Esta doble condición público y privada del voto secreto nos puede ayudar también a pensar de forma más concreta por quién hemos de votar en cada elección. Eso es lo que comúnmente se conoce como “votar en conciencia”: damos nuestra preferencia a aquel candidato cuyas ideas, valores y propuestas se acercan más a lo que nos parece correcto. Porque votamos en secreto, realmente no hay ninguna razón para traicionar nuestras convicciones más profundas; porque votamos en secreto, no es fácil imaginar incentivo alguno para votar en favor de quienes podrían querer perjudicarnos. Pero eso no es todo. Puesto que el voto es también una forma de hacernos responsables por las decisiones colectivas, para decidir por quién votar no basta con considerar únicamente aquello que nos beneficiará personalmente. De hecho, en múltiples ocasiones aquello que nos parece justo o moralmente correcto no se corresponde con lo que nos favorece directamente. Las ideas de justicia y solidaridad que son propias de la democracia apelan siempre a principios más generales, a normas imparciales, que resisten a la arbitrariedad, rechazan los privilegios y promueven el bien común.

Así, lo propio de la participación política es que, además de velar por nuestro interés personal, nos obliga a pensar también en aquello que nos parece correcto, justo o mejor para la sociedad en su conjunto.
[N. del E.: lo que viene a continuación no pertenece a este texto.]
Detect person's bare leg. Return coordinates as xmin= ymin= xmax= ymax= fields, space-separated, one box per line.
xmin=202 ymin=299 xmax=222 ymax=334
En sociedades complejas y diversas como las nuestras, esa posibilidad de generalización para toda la sociedad puede resultar, por buenas razones, ingenua, mentirosa o simplemente imposible. Pero lo que sí podemos hacer, y de hecho hacemos comúnmente cuando pensamos en lo justo y lo correcto, es identificar cuáles son los principios, las reglas y las propuestas que irán a favor de los grupos más vulnerables, discriminados o ignorados en la sociedad.

De eso se trata entonces el gran privilegio y la belleza del voto secreto. Para poder continuar haciéndolo con total y absoluta libertad, sin presiones ni incentivos, debemos tomar decisiones que reflejen también una preocupación por los grupos más desfavorecidos en la sociedad. Incluso si una decisión concreta puede no beneficiarnos directamente, el deber que tenemos para con otros en la sociedad es permanente porque en algún momento ese grupo desfavorecido seremos también nosotros. Como pocas veces en nuestra historia reciente, eso es precisamente lo que está en juego este domingo.